In the highly anticipated gold-medal game against top international prospect Victor Wembanyama and the French national team, Ivey recorded 16 points, 4 rebounds, 3 steals and a block in 23 crucial minutes. For his efforts, Ivey was named to the All-Tournament team alongside Gonzaga freshman Chet Holmgren (who was also named the tournament's MVP).
Coming into the 2021-22 NCAA season, many viewed Ivey as a potential lottery pick. He debuted at No. 10 on BasketballNews.com's 2022 NBA Draft Big Board. The 19-year-old has impressed BasketballNews.com's Senior NBA Draft Analyst Matt Babcock.

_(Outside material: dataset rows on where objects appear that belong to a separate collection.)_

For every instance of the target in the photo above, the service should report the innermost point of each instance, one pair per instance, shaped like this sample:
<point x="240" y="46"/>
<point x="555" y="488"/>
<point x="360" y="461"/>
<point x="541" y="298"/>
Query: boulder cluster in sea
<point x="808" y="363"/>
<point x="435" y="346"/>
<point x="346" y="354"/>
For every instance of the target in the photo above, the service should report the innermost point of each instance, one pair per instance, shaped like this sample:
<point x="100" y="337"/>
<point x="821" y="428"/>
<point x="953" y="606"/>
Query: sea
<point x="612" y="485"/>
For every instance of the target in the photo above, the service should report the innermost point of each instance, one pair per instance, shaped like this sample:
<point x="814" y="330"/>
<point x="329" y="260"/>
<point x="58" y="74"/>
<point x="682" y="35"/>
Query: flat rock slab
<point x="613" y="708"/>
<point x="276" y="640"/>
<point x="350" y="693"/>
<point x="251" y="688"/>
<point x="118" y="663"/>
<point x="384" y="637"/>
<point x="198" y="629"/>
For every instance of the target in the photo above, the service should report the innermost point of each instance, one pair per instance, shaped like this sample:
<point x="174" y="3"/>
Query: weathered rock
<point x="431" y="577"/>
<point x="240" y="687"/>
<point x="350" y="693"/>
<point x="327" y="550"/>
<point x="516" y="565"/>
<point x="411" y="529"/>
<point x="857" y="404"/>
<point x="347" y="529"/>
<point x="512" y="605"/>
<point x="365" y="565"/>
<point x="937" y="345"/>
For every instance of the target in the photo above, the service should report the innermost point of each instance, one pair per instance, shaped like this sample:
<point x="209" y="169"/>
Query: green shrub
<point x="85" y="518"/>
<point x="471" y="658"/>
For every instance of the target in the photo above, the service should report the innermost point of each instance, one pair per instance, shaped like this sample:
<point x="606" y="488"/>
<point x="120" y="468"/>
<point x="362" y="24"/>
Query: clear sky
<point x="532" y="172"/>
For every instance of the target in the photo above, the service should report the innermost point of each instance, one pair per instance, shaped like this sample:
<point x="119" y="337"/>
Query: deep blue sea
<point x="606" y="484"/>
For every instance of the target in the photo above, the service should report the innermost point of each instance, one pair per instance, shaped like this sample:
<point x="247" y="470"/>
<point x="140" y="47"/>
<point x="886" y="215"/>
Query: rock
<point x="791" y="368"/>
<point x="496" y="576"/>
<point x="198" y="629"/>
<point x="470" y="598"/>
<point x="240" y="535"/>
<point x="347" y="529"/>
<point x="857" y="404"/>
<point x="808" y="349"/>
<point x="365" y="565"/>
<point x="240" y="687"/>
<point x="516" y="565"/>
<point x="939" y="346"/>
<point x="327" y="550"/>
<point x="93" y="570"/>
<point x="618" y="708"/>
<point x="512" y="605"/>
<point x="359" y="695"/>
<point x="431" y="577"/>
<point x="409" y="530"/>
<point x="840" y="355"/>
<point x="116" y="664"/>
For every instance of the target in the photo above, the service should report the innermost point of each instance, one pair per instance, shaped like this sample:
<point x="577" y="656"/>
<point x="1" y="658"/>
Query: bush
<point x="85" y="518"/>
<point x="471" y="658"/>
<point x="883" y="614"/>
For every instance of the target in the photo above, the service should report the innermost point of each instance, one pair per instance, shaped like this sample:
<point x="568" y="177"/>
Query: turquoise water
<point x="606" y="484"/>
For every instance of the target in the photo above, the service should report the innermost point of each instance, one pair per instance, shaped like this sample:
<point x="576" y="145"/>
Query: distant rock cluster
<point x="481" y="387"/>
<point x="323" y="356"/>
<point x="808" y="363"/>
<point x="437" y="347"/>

“Jaden Ivey is a terrific athlete who plays with a great pace. He is hard to guard, as he is very assertive attacking the rim, especially in transition," Babcock said. "He also uses his athleticism to be a hawk on the ball defensively. He still has plenty of room for improvement with his outside shooting, but I am excited about him as a prospect nonetheless. We already have him ranked highly, but after his recent stellar play, I’m leaning toward moving him up. He is a dynamic player with star potential.”
To start this season, even more is being asked of Ivey and he has been up to the task thus far. Purdue is now 5-0 (including wins over No. 5 Villanova and No. 18 North Carolina), with an average margin of victory of 22.6 points. Ivey has been pivotal to the Boilermakers' success, averaging 15.6 points, 7.2 rebounds, 4.6 assists, 1.4 steals and 1.4 threes on 46.6/31.8/77.3 shooting splits. In Purdue's 93-84 win over No. 18 UNC, Ivey had 22 points, 10 rebounds, 6 assists, 2 steals, 2 threes and just 1 turnover.
Ivey has been putting pressure on the rim often, resulting in nearly 4.4 free-throw attempts per game (up from 3.2 last season). He also has six and-one conversions and he displayed tremendous body control on all of them. However, he remains a two-way threat, averaging 1.4 steals per game — many of which have been pick-sixes that resulted in high-flying, acrobatic dunks on the other end. And with 7-foot-4 Zach Edey and big-bodied Trevion Williams averaging a combined 3.7 blocks per game behind him, Ivey is empowered to be more aggressive as a ball hawk away from the ball, utilizing his 6-foot-9.5 wingspan.
It is clear that Ivey is a burgeoning talent who has shown consistent growth over the past year. He is undoubtedly a high-priority prospect for our scouting staff to track closely as we inch closer to the 2022 NBA Draft.